ManagementMay 31, 20269 min read

How to Write a Performance Review With AI (With Examples)

A practical workflow for using AI to write fairer, faster performance reviews with clear examples, balanced language, and real manager judgment.

  • Collect broad, concrete evidence before asking AI to draft a performance review.
  • Use AI to organize notes into themes before it writes narrative prose.
  • Anchor every major point in behavior, impact, and a specific example.
  • Run a final fairness check so the review is clear, defensible, and useful to the employee.

Writing a performance review is rarely hard because managers cannot write. It is hard because the raw material is messy. You have notes from one-on-ones, project feedback, missed expectations, wins that happened months ago, and a vague sense of how the person has been showing up. AI can help, but only after you turn that material into evidence instead of impressions. Otherwise the draft becomes smooth, generic, and unfair.

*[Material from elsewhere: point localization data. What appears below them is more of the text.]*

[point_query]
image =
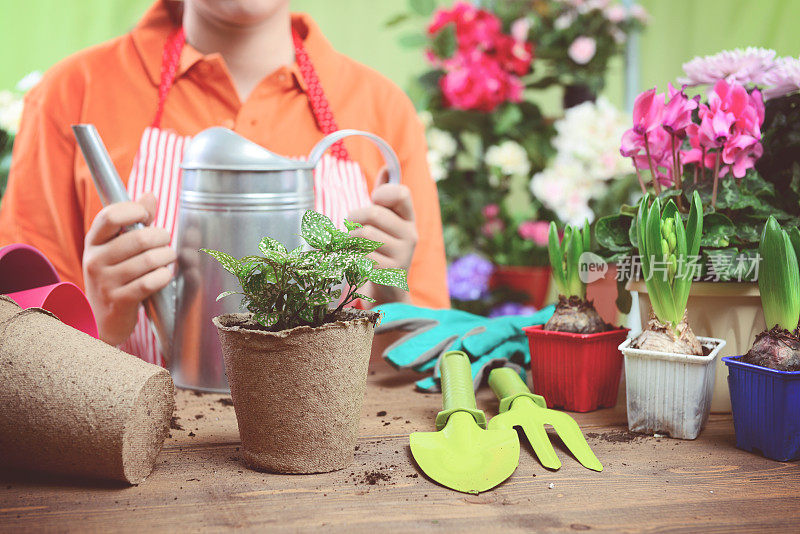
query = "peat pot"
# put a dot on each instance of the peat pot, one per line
(725, 310)
(669, 393)
(577, 372)
(765, 409)
(297, 393)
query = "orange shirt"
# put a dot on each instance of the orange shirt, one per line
(51, 200)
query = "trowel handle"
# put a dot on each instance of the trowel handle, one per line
(458, 394)
(392, 163)
(508, 385)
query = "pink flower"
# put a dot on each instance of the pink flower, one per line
(582, 49)
(678, 112)
(490, 211)
(475, 81)
(536, 231)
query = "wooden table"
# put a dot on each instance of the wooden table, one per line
(199, 483)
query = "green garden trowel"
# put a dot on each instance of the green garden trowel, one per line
(520, 407)
(464, 456)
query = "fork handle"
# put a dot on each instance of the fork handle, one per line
(458, 393)
(507, 386)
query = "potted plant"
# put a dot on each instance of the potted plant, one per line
(736, 148)
(297, 367)
(669, 372)
(575, 363)
(765, 382)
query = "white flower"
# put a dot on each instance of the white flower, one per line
(587, 158)
(749, 66)
(783, 79)
(29, 81)
(436, 166)
(441, 142)
(509, 157)
(582, 49)
(10, 111)
(564, 21)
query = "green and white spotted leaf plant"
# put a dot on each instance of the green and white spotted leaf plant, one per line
(573, 312)
(283, 289)
(668, 251)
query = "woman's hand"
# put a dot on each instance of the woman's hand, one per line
(121, 269)
(390, 220)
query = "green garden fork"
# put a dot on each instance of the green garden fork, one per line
(520, 407)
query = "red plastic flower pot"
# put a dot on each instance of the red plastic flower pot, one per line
(533, 281)
(577, 372)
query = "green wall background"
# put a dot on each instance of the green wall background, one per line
(34, 34)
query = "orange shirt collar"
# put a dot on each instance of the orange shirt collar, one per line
(150, 36)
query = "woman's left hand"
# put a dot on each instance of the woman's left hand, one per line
(390, 220)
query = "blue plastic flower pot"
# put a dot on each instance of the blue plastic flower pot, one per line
(766, 409)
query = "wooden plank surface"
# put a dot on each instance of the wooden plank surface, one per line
(649, 484)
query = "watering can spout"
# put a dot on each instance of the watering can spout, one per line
(160, 306)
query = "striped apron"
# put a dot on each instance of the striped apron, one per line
(339, 183)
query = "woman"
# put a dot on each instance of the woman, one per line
(248, 65)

The safest way to use ChatGPT for performance reviews is to treat it as a structure and drafting assistant, not as the evaluator. You decide what happened, what standards matter, and what examples support the message. The model helps you organize, phrase, and balance the review so it is easier to write and easier for the employee to understand. That is useful. Outsourcing the judgment is not.

1. Gather evidence before you ask AI to write anything

Start by collecting the inputs you would want in front of you if AI did not exist: goals, outcomes, feedback from stakeholders, notes from one-on-ones, examples of strong work, examples of missed expectations, and any role-specific criteria your company uses. Put those in bullets first. Do not ask for prose until the evidence is visible.

This step matters because performance reviews go wrong when they rely on recency, vibe, or a few memorable moments. AI can actually help reduce that bias, but only if the source material is broad enough and concrete enough. A stack of examples is much safer than a general impression like "good attitude" or "needs more ownership."

  • Separate outcomes from behaviors so the review is not only about personality.
  • Include both strengths and improvement areas before drafting the final narrative.
  • Use specific examples with dates, projects, or situations whenever possible.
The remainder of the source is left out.